As Coinbase (which also competes with Chainalysis by selling its Coinbase Analytics blockchain forensics software to the Department of Homeland Security) described blockchain analytics in a blog post:  “Unless you own an address yourself, it is very difficult to say with absolute certainty who an address is owned by. This is why it’s more fitting to consider blockchain analytics more of an art than science.”  

In other words, without the source-code to examine, it is impossible to tell what artistic licenses have been taken by Chainalysis’s software.

As the disagreement between CipherTrace and Chainalysis’s use of the behavioral clustering heuristic demonstrates, the field of blockchain analytics has yet to develop consensus on best-practices.  This lack of scientific consensus and peer review has created a vacuum that is easily filled by public relations and marketing.  Like the first DNA forensics techniques, blockchain analytics have obtained an air of infallibility and deterministic certainty before having been seriously tested in court or by the scientific community at large.  Indeed, Roman Sterlingov is the first defendant to brave the “trial penalty” and insist on forcing the federal government to prove the reliability of blockchain forensics.   

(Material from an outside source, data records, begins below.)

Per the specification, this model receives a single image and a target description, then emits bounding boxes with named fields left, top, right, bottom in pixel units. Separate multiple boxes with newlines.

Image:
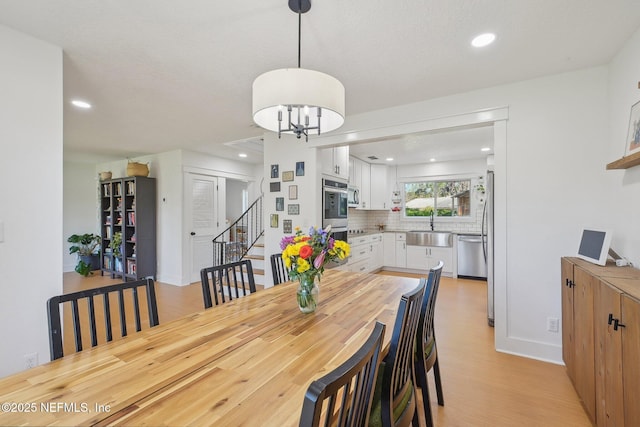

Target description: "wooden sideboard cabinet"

left=561, top=257, right=640, bottom=426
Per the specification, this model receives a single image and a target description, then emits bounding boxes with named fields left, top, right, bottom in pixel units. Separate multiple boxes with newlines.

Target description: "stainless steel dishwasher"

left=457, top=234, right=487, bottom=279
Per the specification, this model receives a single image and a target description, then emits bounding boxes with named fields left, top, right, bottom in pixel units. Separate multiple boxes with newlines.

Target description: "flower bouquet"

left=281, top=225, right=350, bottom=313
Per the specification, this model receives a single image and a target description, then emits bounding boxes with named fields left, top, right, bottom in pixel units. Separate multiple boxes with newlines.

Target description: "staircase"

left=244, top=237, right=266, bottom=288
left=212, top=195, right=267, bottom=287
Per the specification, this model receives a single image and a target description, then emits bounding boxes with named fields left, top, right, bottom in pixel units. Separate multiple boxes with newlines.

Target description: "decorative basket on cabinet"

left=126, top=161, right=149, bottom=177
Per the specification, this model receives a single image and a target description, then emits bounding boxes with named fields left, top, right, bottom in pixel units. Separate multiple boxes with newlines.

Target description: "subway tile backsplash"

left=348, top=207, right=483, bottom=234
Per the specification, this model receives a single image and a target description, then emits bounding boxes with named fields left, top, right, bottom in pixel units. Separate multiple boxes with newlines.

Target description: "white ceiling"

left=349, top=125, right=494, bottom=165
left=1, top=0, right=639, bottom=165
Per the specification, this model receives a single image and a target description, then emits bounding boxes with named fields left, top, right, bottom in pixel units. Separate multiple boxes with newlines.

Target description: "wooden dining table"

left=0, top=270, right=419, bottom=426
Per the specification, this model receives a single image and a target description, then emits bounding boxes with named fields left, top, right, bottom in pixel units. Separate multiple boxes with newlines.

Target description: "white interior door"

left=187, top=173, right=221, bottom=283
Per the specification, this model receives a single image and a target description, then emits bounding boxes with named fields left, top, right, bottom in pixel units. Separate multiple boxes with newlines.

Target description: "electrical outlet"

left=547, top=317, right=559, bottom=333
left=24, top=352, right=38, bottom=369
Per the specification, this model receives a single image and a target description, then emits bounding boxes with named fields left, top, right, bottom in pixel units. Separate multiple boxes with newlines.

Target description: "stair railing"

left=212, top=194, right=263, bottom=266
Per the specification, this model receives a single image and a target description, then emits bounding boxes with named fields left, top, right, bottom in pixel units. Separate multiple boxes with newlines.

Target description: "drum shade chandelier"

left=252, top=0, right=345, bottom=142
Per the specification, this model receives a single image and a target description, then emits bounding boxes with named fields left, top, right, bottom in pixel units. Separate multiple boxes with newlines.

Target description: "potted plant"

left=68, top=233, right=101, bottom=276
left=111, top=231, right=123, bottom=257
left=111, top=231, right=123, bottom=272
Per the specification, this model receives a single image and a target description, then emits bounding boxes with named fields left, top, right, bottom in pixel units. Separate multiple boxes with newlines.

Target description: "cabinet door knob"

left=608, top=313, right=614, bottom=325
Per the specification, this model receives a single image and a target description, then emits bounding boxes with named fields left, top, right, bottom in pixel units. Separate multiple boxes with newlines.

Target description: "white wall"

left=63, top=161, right=100, bottom=272
left=606, top=26, right=640, bottom=267
left=226, top=179, right=248, bottom=222
left=0, top=25, right=63, bottom=376
left=262, top=133, right=322, bottom=287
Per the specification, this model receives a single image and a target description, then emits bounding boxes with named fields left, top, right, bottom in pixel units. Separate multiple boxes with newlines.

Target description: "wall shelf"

left=606, top=150, right=640, bottom=169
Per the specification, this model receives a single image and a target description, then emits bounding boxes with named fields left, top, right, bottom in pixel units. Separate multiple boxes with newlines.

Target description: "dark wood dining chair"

left=299, top=321, right=386, bottom=427
left=271, top=253, right=290, bottom=285
left=369, top=281, right=425, bottom=427
left=47, top=278, right=159, bottom=361
left=200, top=259, right=256, bottom=308
left=415, top=261, right=445, bottom=427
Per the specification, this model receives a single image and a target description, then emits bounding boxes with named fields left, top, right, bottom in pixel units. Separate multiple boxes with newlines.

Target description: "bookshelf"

left=100, top=176, right=156, bottom=280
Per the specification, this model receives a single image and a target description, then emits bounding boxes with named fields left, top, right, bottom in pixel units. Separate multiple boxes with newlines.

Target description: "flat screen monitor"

left=576, top=228, right=612, bottom=266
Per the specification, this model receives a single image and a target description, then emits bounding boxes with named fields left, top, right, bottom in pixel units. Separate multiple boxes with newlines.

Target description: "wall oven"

left=322, top=178, right=348, bottom=240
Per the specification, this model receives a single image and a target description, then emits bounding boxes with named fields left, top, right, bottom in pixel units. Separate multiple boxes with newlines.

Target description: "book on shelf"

left=127, top=212, right=136, bottom=226
left=102, top=184, right=111, bottom=196
left=114, top=182, right=122, bottom=196
left=127, top=181, right=135, bottom=195
left=127, top=260, right=137, bottom=275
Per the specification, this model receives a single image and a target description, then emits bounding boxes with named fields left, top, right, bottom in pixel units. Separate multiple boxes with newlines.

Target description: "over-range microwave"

left=348, top=186, right=360, bottom=208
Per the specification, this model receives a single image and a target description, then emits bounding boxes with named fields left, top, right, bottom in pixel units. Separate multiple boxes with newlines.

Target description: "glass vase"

left=296, top=275, right=320, bottom=314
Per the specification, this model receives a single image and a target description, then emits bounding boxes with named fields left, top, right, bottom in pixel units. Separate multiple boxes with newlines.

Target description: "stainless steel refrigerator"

left=482, top=170, right=495, bottom=327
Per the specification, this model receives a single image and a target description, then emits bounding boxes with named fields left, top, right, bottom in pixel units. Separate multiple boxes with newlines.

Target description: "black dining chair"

left=200, top=259, right=256, bottom=308
left=47, top=278, right=159, bottom=361
left=369, top=281, right=425, bottom=427
left=299, top=321, right=386, bottom=427
left=415, top=261, right=445, bottom=427
left=271, top=253, right=290, bottom=285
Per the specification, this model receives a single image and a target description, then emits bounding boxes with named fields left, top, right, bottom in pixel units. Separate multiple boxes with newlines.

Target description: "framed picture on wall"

left=270, top=164, right=279, bottom=178
left=288, top=204, right=300, bottom=215
left=275, top=197, right=284, bottom=211
left=626, top=100, right=640, bottom=155
left=296, top=161, right=305, bottom=176
left=289, top=185, right=298, bottom=200
left=270, top=182, right=281, bottom=192
left=282, top=171, right=294, bottom=182
left=283, top=219, right=292, bottom=234
left=270, top=214, right=279, bottom=228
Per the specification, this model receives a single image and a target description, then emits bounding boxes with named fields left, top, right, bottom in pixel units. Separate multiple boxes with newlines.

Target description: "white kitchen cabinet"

left=321, top=146, right=349, bottom=180
left=348, top=156, right=362, bottom=188
left=359, top=162, right=371, bottom=209
left=383, top=233, right=396, bottom=266
left=406, top=245, right=453, bottom=273
left=369, top=164, right=389, bottom=210
left=370, top=234, right=384, bottom=271
left=395, top=233, right=407, bottom=268
left=347, top=233, right=383, bottom=273
left=383, top=232, right=406, bottom=268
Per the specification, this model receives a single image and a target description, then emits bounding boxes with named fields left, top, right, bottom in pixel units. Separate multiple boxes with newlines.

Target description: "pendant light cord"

left=297, top=0, right=302, bottom=68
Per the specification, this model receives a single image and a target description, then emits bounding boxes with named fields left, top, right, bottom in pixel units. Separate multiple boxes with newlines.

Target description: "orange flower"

left=299, top=244, right=313, bottom=259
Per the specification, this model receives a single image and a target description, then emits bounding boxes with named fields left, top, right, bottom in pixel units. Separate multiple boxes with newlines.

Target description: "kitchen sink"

left=406, top=231, right=453, bottom=247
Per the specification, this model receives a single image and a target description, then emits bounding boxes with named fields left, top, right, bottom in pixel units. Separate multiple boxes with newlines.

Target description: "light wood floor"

left=63, top=271, right=591, bottom=426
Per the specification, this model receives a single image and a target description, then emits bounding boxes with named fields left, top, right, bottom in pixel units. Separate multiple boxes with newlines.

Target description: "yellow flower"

left=284, top=257, right=292, bottom=269
left=297, top=258, right=310, bottom=273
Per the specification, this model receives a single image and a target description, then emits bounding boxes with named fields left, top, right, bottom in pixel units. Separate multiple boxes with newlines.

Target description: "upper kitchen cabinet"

left=321, top=146, right=349, bottom=180
left=348, top=156, right=362, bottom=188
left=369, top=164, right=389, bottom=210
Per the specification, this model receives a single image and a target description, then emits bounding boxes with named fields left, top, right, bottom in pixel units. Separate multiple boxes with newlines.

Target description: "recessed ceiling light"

left=481, top=147, right=491, bottom=152
left=386, top=157, right=394, bottom=162
left=471, top=33, right=496, bottom=48
left=238, top=153, right=248, bottom=158
left=429, top=158, right=436, bottom=162
left=71, top=99, right=92, bottom=109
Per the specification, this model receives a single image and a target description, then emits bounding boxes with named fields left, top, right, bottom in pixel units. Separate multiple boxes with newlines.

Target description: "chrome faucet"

left=430, top=210, right=434, bottom=231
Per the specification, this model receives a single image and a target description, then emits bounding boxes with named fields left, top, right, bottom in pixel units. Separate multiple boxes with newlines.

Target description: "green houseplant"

left=110, top=231, right=123, bottom=257
left=110, top=231, right=123, bottom=272
left=68, top=233, right=101, bottom=276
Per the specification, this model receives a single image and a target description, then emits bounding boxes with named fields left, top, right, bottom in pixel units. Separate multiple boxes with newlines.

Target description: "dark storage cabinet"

left=100, top=177, right=156, bottom=280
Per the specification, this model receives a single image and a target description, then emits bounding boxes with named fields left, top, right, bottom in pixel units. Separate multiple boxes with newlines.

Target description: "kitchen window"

left=403, top=179, right=471, bottom=218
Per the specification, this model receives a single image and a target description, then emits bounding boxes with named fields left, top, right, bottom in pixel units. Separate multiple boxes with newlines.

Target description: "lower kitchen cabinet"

left=346, top=233, right=383, bottom=273
left=561, top=257, right=640, bottom=426
left=382, top=232, right=406, bottom=268
left=406, top=245, right=453, bottom=273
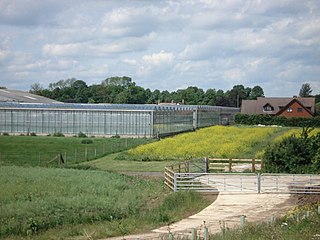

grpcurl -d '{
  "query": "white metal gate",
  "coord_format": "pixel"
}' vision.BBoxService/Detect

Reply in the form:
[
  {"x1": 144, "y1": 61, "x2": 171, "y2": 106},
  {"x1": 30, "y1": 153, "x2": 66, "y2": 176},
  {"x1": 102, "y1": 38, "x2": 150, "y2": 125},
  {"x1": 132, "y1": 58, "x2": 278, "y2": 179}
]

And the proprietary licensing for blockchain forensic software, like the proprietary nature of Cellmark and Lifecodes’ DNA tests, means that defense experts are at a severe disadvantage in their ability to challenge these perceptions of infallibility.  That’s why Chainalysis’s CEO is simply incorrect when he claims that the district court’s ruling in the Sterlingov case is the “next best thing to a traditional peer review.”  As the DNA forensics experts in the Castro case concluded 35 years ago:  court admissibility hearings are “not the appropriate time to begin the process of peer review of the data.”  Without robust peer review of Chanalysis’ techniques, the reliability of its Reactor software can never be scientifically established.  And this peer review must include rigorous examination of the source code.    

Depriving individuals of liberty based on anything less is more than unjust – it’s simply immoral. 

The arc of history does not bend towards justice on its own.  The courts only began to question DNA forensic techniques once the defense bar actively sought to align experts within the field around protocols for reliable and accurate DNA testing.  Roman Sterlingov and his team may have been the first to challenge the black-box that surrounds blockchain analytics, but they cannot be the last.  Their efforts have paved the way for future challenges, but it falls to the criminal defense bar, Bitcoin and academic communities to work together to establish standards for the reliable use and application of blockchain forensics.